Note that by transferring these datasets to the repository, you will no longer be able to use the original Code Workbook to write to the datasets. You may wish to delete the exported nodes to avoid confusion.


中文翻译

导出到代码仓库(Code Repository)

Python和SQL代码可以从代码工作簿(Code Workbook)导出到代码仓库(Code Repository)。将代码迁移到代码仓库对于生产流水线非常有用,因为它提供了完整的git版本控制和多种高级流水线工具。了解更多关于代码仓库的信息。

导出时,将在仓库中创建一个新分支,其中代码工作簿的代码会被转换为代码仓库的等效代码。由于这是尽力而为的转换,您可能需要调整这些代码来移动文件、更改数据集名称和路径、调整导入的包等。
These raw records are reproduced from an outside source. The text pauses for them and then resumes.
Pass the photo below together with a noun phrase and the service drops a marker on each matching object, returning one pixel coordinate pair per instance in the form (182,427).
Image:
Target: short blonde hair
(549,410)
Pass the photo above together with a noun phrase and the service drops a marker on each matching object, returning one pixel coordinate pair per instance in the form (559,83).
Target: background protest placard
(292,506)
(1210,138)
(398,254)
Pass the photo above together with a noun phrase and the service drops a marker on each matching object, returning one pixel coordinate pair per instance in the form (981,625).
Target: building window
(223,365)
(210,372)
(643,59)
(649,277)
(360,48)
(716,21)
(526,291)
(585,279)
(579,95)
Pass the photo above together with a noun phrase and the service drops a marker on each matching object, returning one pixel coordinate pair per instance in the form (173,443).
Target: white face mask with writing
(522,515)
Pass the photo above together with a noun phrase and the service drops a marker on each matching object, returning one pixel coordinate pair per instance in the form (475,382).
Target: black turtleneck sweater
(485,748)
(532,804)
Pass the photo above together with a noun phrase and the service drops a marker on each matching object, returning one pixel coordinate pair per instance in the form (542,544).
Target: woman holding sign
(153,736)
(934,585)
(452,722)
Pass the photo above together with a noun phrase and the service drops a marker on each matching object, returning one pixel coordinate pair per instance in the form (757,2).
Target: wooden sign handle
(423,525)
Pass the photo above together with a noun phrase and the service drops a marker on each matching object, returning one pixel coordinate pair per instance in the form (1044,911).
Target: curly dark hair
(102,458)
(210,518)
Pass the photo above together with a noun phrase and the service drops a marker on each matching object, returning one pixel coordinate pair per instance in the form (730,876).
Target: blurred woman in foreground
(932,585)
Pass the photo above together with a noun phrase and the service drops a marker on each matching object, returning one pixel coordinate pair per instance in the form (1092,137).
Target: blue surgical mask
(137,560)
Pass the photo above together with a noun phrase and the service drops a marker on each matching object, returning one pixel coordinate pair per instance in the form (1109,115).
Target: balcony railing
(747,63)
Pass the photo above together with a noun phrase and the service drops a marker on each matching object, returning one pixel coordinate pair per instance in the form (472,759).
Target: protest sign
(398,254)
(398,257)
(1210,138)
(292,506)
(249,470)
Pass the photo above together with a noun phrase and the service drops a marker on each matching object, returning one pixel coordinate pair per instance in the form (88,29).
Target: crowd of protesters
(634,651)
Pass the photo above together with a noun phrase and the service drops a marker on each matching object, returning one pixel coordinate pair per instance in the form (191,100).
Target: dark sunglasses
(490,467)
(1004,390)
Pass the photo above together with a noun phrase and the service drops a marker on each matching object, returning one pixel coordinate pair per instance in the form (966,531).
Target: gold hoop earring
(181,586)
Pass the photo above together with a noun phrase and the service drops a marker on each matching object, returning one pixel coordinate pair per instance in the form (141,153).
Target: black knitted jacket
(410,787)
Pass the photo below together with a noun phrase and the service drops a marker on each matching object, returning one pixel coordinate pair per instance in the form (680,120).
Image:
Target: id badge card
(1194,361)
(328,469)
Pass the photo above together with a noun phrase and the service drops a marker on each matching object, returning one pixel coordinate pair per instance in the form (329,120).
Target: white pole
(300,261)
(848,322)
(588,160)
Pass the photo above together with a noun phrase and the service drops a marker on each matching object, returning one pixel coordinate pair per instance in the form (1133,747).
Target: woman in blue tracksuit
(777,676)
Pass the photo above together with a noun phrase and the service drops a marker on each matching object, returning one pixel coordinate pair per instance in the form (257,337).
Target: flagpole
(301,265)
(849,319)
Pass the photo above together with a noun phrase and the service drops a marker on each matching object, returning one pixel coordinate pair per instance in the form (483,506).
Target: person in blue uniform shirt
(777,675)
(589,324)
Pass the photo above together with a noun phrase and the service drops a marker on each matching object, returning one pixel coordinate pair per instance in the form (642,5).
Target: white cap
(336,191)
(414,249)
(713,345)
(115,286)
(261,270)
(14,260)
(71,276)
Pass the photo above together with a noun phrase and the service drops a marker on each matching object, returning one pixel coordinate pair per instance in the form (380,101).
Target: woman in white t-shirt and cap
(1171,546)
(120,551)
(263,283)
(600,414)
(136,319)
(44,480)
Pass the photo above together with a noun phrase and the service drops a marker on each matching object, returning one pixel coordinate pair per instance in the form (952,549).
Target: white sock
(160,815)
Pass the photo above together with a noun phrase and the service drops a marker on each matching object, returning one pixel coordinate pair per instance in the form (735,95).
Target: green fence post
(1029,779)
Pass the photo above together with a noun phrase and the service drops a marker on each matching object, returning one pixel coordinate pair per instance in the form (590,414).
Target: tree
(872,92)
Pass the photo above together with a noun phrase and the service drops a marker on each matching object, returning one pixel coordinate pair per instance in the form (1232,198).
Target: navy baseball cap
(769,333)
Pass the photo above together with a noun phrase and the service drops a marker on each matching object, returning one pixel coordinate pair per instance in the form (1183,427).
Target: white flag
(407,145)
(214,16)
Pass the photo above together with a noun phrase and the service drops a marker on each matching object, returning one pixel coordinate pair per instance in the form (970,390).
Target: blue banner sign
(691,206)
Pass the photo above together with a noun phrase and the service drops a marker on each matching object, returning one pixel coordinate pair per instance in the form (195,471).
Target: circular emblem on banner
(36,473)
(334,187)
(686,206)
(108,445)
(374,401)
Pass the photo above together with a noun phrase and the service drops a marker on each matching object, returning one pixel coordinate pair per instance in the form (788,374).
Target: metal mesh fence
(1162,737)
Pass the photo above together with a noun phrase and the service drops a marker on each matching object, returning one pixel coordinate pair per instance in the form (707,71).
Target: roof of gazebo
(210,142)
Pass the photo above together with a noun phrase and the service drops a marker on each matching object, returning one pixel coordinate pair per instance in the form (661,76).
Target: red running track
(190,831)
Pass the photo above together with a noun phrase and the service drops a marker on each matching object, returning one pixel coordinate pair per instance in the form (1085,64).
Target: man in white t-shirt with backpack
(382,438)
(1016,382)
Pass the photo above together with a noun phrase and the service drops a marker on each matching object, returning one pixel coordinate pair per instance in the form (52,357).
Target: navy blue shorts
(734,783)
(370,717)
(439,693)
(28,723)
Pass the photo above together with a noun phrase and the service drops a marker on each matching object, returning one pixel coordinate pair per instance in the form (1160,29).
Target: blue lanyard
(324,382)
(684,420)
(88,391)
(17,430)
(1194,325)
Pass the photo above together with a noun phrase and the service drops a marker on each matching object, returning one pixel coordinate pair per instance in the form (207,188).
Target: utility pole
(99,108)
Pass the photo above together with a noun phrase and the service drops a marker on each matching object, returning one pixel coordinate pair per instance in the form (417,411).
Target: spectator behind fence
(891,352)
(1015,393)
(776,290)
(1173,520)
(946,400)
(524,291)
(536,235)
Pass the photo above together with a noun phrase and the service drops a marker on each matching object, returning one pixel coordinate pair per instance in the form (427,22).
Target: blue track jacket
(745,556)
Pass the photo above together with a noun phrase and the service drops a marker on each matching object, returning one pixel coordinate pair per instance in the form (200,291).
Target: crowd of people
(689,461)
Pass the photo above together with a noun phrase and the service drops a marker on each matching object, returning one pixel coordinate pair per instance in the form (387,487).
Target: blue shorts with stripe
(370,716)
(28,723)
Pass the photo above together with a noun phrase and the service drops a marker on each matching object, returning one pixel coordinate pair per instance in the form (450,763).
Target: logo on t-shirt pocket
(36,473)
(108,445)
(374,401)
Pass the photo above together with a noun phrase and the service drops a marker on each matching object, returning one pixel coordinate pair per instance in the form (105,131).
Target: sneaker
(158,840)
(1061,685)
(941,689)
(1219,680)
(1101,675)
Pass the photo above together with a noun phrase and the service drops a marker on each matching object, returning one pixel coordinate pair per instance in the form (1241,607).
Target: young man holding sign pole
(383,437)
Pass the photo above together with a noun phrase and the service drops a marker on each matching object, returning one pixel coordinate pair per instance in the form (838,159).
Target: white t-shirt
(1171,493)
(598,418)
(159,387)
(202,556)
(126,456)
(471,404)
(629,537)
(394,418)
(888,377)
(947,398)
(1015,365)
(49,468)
:::callout{theme="neutral"} 导出是一次性、单向的导出。对代码工作簿的进一步编辑不会自动推送到代码仓库,也不支持将相同数据集后续导出到同一仓库。代码无法从代码仓库导出到代码工作簿。此外,执行导出的用户必须对目标代码仓库至少拥有编辑者(Editor)权限。 :::

支持的类型(Supported Types)

目前仅支持SQL节点或使用Pandas或Spark数据框(DataFrame)输入和输出的Python代码节点。导出的节点集必须相互连接,且根节点为导入的数据集。

不支持输入类型为Python转换输入(Python transform input)或对象(object)的节点。

:::callout{theme="neutral"} 在将代码导出到代码仓库之前,请确保代码仓库支持所需的语言。例如,如果您同时导出SQL和Python节点,可能需要向仅支持SQL或仅支持Python的仓库添加新的子项目。 :::

如何导出(How to Export)

要导出,请从代码工作簿中转到设置齿轮图标 > 导出到代码仓库助手(Export to Code Repository Helper):

repository-export-button

点击选择仓库(Select Repository)并选择一个代码仓库:

repository-selection

使用左侧面板中的复选框选择要导出的数据集。

图表显示哪些数据集可用于导出(白色),哪些不可用(灰色)。导出必须是一个连通图,因此向选择中添加节点可能会使更多节点可用于导出。将鼠标悬停在禁用的节点上会解释为什么无法选择它们。

repository-select-nodes

准备导出时,点击创建拉取请求(Create pull request)

将在所选代码仓库中创建一个新分支,其中包含从代码工作簿导出的代码。点击"查看拉取请求(View pull request)"以在代码仓库中打开拉取请求。

repository-view-button

在此处,您可以检查导出的代码并进行任何必要的编辑,例如数据集路径和名称。

repository-view-export

验证transforms-python/src/codeWorkbookExport中导出的数据集已按需导入并添加到transforms-python/src/myproject/pipeline.py的流水线中。

repository-view-pipeline

代码工作簿中的任何自定义包版本都将添加到transforms-python/conda_recipe/meta.yml中。

:::callout{theme="neutral"} 代码工作簿和代码仓库不支持完全相同的包集合。虽然大多数包应该能正常工作,但有些可能无法通过仓库检查。 :::

repository-view-packages

准备就绪后,可以创建PR并按照常规流程将导出的代码合并到流水线中。

写入相同的数据集(Writing to the same datasets)

默认情况下,导出到代码仓库会写入新的数据集。如果您希望写入与代码工作簿相同的数据集,请按照以下步骤操作:

  1. 导航到通过"导出到代码仓库"操作在仓库中创建的分支。将输出数据集路径更改为所需数据集的路径。
  2. 对于每个数据集,导航到数据集页面的详情(Details)选项卡,并删除数据集的作业规范(job spec)。这是必要的,以便让仓库接管数据集的所有权。
  3. 创建PR并按照常规流程将代码合并到流水线中。当仓库中运行CI检查时,将在目标数据集上创建新的作业规范。

请注意,通过将这些数据集转移到仓库,您将无法再使用原始代码工作簿写入这些数据集。 您可能希望删除已导出的节点以避免混淆。